Obviously there is enormous variability in the kinds of bugs that may present themselves. Ignoring major execution path failures (e.g., infinite loop, the program counter ending up in nonprogram memory), a typical failure would be noticed in the video output of the target, shown in figure 1. In this example a sprite's location is definitely incorrect. The top sprite is offset from being in the expected column and is at 13,11 instead of 24,11. We know the aliens always attack in columns, so something is wrong with the emulator. A pair of values in the emulator's memory state determines the sprite's position. This address would, in fact, be the location of a video hardware register that directly determines the displayed position. You can use the platform debugger to confirm the register values are, in fact, 13,11. Unfortunately, even if you know the values are wrong, finding the actual error is not easy.
The incorrect register values are the end of a chain of earlier calculations (see sidebar, "Screen Image Chain"). Finding the error involves working backwards through the causal sequence to find where the miscalculation occurred. The debugger, however, shows us only the current state of the machine. If it is possible at all, reconstructing the event chain will involve a lot of detective work.
There may be an easy shortcut to solving the problem. If you are trying to create a faster emulator from an existing one that is known to work, then you can use the correct emulator to debug the incorrect one. The correct emulator can be modified to create a trace of input and CPU state, and the target emulator can read this trace file (see sidebar, "An Example 6502 Trace"). The input values are used instead of real input (joystick positions). After each do-instruction call, the current machine state is matched with the trace, and execution is halted on divergence. At this point you can use the host debugger to examine the problem in detail and find the resolution.

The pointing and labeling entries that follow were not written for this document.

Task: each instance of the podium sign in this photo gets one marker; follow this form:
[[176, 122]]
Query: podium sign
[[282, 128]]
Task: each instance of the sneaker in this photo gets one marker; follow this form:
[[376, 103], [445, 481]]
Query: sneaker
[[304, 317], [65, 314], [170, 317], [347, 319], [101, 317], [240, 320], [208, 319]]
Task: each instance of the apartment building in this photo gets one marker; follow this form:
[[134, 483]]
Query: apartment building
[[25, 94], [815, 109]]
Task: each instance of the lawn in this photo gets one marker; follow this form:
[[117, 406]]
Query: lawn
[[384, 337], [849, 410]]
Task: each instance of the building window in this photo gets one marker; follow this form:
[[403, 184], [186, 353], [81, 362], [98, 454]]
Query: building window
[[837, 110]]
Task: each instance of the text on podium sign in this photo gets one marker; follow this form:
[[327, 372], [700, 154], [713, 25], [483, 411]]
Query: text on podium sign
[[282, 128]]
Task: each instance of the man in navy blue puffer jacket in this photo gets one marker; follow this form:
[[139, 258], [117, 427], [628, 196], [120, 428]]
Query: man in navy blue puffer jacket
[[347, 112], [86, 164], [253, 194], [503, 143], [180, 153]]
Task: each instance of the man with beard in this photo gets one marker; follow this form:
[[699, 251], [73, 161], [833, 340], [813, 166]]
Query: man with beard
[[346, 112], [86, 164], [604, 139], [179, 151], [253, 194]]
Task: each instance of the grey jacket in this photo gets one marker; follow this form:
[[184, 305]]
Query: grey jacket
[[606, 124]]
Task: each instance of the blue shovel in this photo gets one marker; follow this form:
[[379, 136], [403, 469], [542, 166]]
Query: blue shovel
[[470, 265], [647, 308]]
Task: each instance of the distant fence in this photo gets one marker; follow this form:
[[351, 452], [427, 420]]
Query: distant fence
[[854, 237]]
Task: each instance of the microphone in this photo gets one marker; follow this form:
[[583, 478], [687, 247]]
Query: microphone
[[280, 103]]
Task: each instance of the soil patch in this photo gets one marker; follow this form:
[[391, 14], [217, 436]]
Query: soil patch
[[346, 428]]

What if, as is more likely the case, you don't have a reference trace? You still know the ultimate source of the error is when the incorrect X value 13 is placed into memory location 0xc000. You can search the trace file to find cases when this value is written (e.g., search the BUS column for C000w0d). At this point you will see the incorrect value coming from a register, and looking just a few trace lines back, you will identify the address of the incorrect value in the shadow memory (see "Screen Image Chain" sidebar to show the path being followed).
At this point you can apply the same steps with the (now) known address of the shadow memory to find the point in the trace where the sprite struct is modified. As you keep tracing backwards, you will find either more memory locations to trace or sections of code that can be hand-verified to find the offending emulation error. It certainly isn't as easy as using a reference, but there is a good chance of finding the error without constantly rerunning the emulator.
An emulator using traces can hunt down problems in a machine description, but traces can also be useful when the problem exists in the code itself and not the machine description. Using such a trace can make finding memory corruption problems much easier. Consider a particularly nasty kind of corruption: the corrupted data structure is owned by the runtime memory allocator implementation. For example, the program crashes inside of a call to malloc() as it traverses the free list. The actual crash is apparent in the debugger but the ultimate cause is not.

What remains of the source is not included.